La sémiotique, la physique quantique, l’esthétique…et si l’esprit humain utilisait une taxinomie différente pour classer les grandes aires du savoir ?

Et si pour donner un peu d’air frais à ces carcans disciplinaires on décidait de réorganiser toutes les filières universitaires. Histoire de faire voyager nos problématiques asséchées d’avoir trop servi, nos dialectiques ridées et bien pensantes qui dorment depuis Hegel du sommeil dogmatique du juste… Juste un an, pour voir ! On pourrait étudier l’érologie. Il y aurait des cours sur l’histoire du sentiment amoureux à travers les âges, cela convoquerait évidemment l’histoire, la littérature, la philosophie mais aussi la biologie et les neurosciences pour comprendre les mécanismes biochimiques de la passion. Il faudrait sans doute rajouter l’éthologie pour connaître la façon dont se crée l’attachement chez les couples d’animaux. Sans compter les délicieux sujets de thèse que cela occasionnerait : “De Marivaux aux gender studies : approche de l’érologie sur la rémanence du travestissement et de l’ambiguïté dans le sentiment amoureux”, ou encore : “De la carte du tendre à la cartographie participative sur le web : introduction à la localisation des affects”. Et puis si on sortait des bibliothèques, si on annexait les laboratoires pour faire de l’érologie une science expérimentale ? Si on modélisait des molécules de l’engouement, si on les testait sur des volontaires, si on ressortait des placards les recettes médiévales des philtres d’amour,  comment réagiraient les comités d’éthique devant tout ce bazar ?
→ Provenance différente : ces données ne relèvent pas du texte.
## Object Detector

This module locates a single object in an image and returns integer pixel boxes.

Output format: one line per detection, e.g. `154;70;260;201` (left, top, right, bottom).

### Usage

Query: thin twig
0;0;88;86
Justement, dans le département voisin, la chaologie étudierait les modalités du bazar, les caractéristiques ontologiques du bordel et les limites de l’ordre maniaque… De la chambre en désordre du fils du voisin à la physique du chaos, de la permanence de la chaussette perdue dans le lave-linge à la mythologie grecque, les disciplines se croiseraient gentiment et les sujets de mémoires prêteraient à sourire : “De la systémie à la sérendipité : étude croisée de la disposition pseudo-aléatoire des couverts dans le lave-vaisselle”. La chaologie permettrait également de se spécialiser en hasardologie ou en maniaquologie et d’intégrer autant les statistiques que l’anthropologie. Les profs des différents UFR seraient obligés de se parler, on sortirait de nos clichés qui plombent l’image des sciences dures comme des sciences molles et les empêchent de communiquer sereinement.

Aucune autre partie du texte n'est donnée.